The neonates ability to fight infection relies entirely on passive transfer of antibodies from ingested colostrum. Therefore, a foal which fails to nurse colostrum adequately is at markedly increased risk of opportunistic infection. IgG can be measured in clinic with a SNAP test or can be sent away to a commercial laboratory for analysis. If the IgG level in the blood is below 400 mg/dl, one or two litres of poly- immune plasma can be administered.

Antibiotic cover is also routinely given when foals are being treated for meconium retention.

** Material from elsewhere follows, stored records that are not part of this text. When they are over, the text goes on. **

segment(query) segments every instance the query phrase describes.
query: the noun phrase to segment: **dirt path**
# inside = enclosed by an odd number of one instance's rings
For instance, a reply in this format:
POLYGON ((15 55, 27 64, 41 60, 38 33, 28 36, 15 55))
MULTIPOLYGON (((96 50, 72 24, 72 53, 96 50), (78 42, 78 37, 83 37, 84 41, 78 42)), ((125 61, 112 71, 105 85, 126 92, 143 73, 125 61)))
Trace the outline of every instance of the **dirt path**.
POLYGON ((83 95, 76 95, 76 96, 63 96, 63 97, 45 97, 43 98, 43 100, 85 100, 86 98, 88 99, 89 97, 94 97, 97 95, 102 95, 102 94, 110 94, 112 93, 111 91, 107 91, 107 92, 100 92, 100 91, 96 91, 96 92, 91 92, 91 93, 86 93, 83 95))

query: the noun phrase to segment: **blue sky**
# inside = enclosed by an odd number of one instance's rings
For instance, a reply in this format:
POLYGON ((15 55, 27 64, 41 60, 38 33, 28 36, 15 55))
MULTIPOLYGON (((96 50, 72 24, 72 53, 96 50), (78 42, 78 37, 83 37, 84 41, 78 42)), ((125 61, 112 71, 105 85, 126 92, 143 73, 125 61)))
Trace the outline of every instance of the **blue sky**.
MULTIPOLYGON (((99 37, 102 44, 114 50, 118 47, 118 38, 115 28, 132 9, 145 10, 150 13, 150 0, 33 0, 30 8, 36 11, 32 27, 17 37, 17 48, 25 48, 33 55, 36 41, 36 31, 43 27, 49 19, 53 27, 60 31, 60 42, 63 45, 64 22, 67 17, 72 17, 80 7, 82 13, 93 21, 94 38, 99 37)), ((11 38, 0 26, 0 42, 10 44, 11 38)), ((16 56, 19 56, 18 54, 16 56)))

Pain relief medications, such as hyoscine butylbromide (Buscopan, Boehringer) at 0.3 mg/kg IV, flunixin meglumine (Finadyne, MSD Animal Health) at 0.25-1.1 mg/kg IV, SID or BID, or butorphanol tartrate (Torbugesic, Pfizer) at 0.05-0.1 mg/kg IM or IV, can be administered in modest doses to keep the foal comfortable whilst passing the impaction.

As with any species, if dehydration is suspected, NSAIDS should not be administered as this may result in acute renal failure. Assessment of the foal’s PCV and lactate can help determine the hydration status of the foal. Fluid boluses may be required and administered as directed by the attending veterinary surgeon.

Possible complications

There are some common secondary complications that occur in foals with meconium retention.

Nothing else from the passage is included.